No, it is supported. To be more precise, it can be supported, it is part
of the on-going virtio device specification:

https://lists.oasis-open.org/archives/virtio-dev/201905/msg00022.html

and it is in my TODO list for the device code. Here is how it works:

the log memory region, just like the other vhost memory regions, is a
portion of the master guest memory. In case of the AF_UNIX transport,
the master sends a VHOST_USER_SET_LOG_BASE message and the vhost target
mmaps the log memory region into the process' virtual address space. In
case of the virtio-vhost-user transport, the virtio-vhost-user device
parses the VHOST_USER_SET_LOG_BASE message and maps the log memory
region into QEMU's process address space. It then exposes the log memory
region to the slave guest as a RAM-backed PCI MMIO region.

So, from the vhost target's viewpoint, the only difference is the means
of accessing the log memory region. In case of the AF_UNIX transport,
the vhost target receives a file descriptor and mmaps this file. In case
of the virtio-vhost-user transport, the device exports the log memory
region to the vhost target (running in slave guest user space) via an
MMIO BAR.

To recap, just to make sure it is clear, the virtio-vhost-user transport
does support precopy live migration, but it doesn't support postcopy
live migration.

>
>> 3. introduced a vhost transport operation for
>>    process_slave_message_reply()
>>
>> 4. moved the virtio-vhost-user transport/driver into a separate library
>>    in `drivers/virtio_vhost_user/`. This required making vhost.h and
>>    vhost_user.h part of librte_vhost public API and exporting some
>>    private symbols via the version script. This looks better to me that
>>    just moving the entire librte_vhost into `drivers/`. I am not sure if
>>    this is the most appropriate solution. I am looking forward to your
>>    suggestions on this.
> Moving the virtio-vhost-user code to a separate driver looks strange for me.
> What is the purpose?

The virtio-vhost-user transport is based on the virtio-vhost-user
device. This means that we need a user space driver for this device
type.  Currently, the driver and the transport implementation are packed
together into `trans_virtio_vhost_user.c`. There are 2 reasons why I
moved all the virtio-vhost-user code (driver + transport implementation)
into `drivers/`:

1. my understanding is that all drivers should be located in `drivers/`.

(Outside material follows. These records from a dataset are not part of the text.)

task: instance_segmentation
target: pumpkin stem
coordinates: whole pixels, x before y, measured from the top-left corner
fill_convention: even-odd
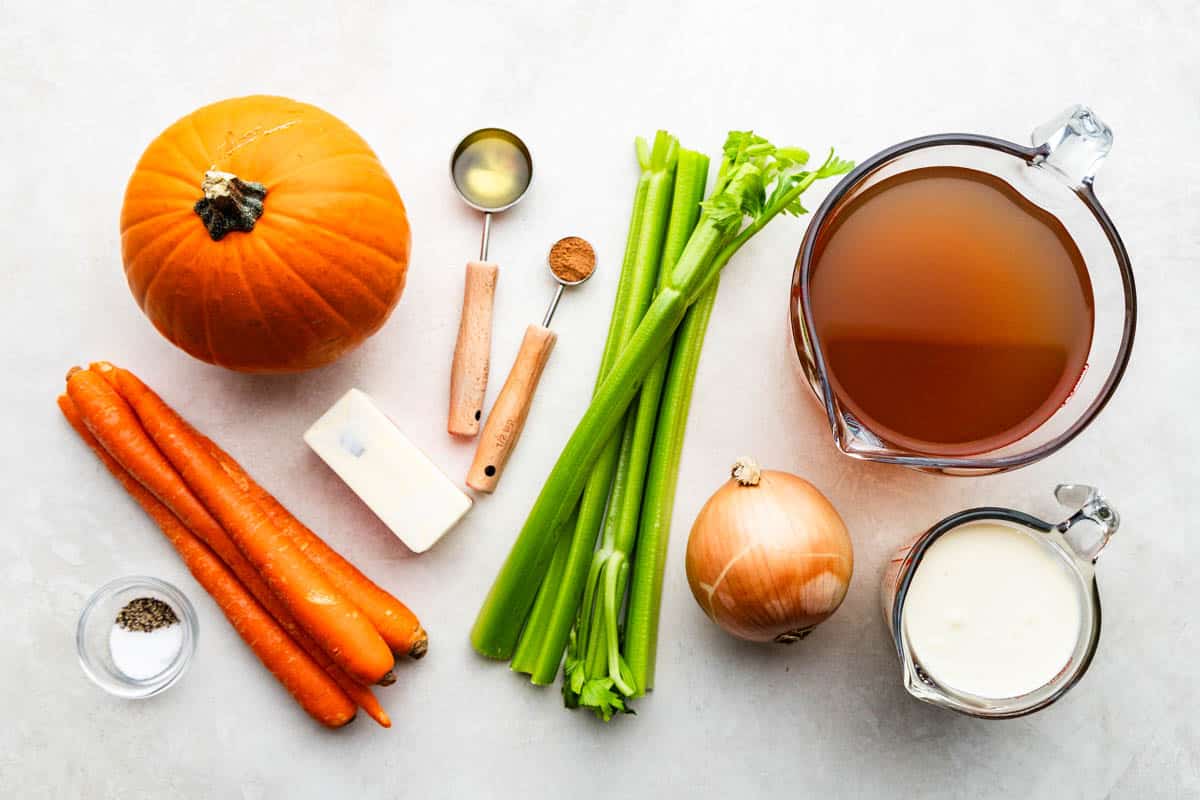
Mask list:
[[[244,181],[231,172],[210,169],[200,184],[204,197],[192,210],[200,215],[208,235],[214,242],[225,238],[230,231],[249,232],[263,213],[263,198],[267,187]]]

2. |the driver depends on `rte_bus_pci.h` which gets exported when
   `drivers/` is built whereas librte_vhost is built before `drivers/`.
   However, I think this could be overcomed by just adding this line:

   CFLAGS += -I$(RTE_SDK)/drivers/bus/pci

   in librte_vhost Makefile.||


|
>
> Exporting a lot of vhost internal structures will lead to a frequent API/ABI
> breakages and will slow down accepting changes to releases in general.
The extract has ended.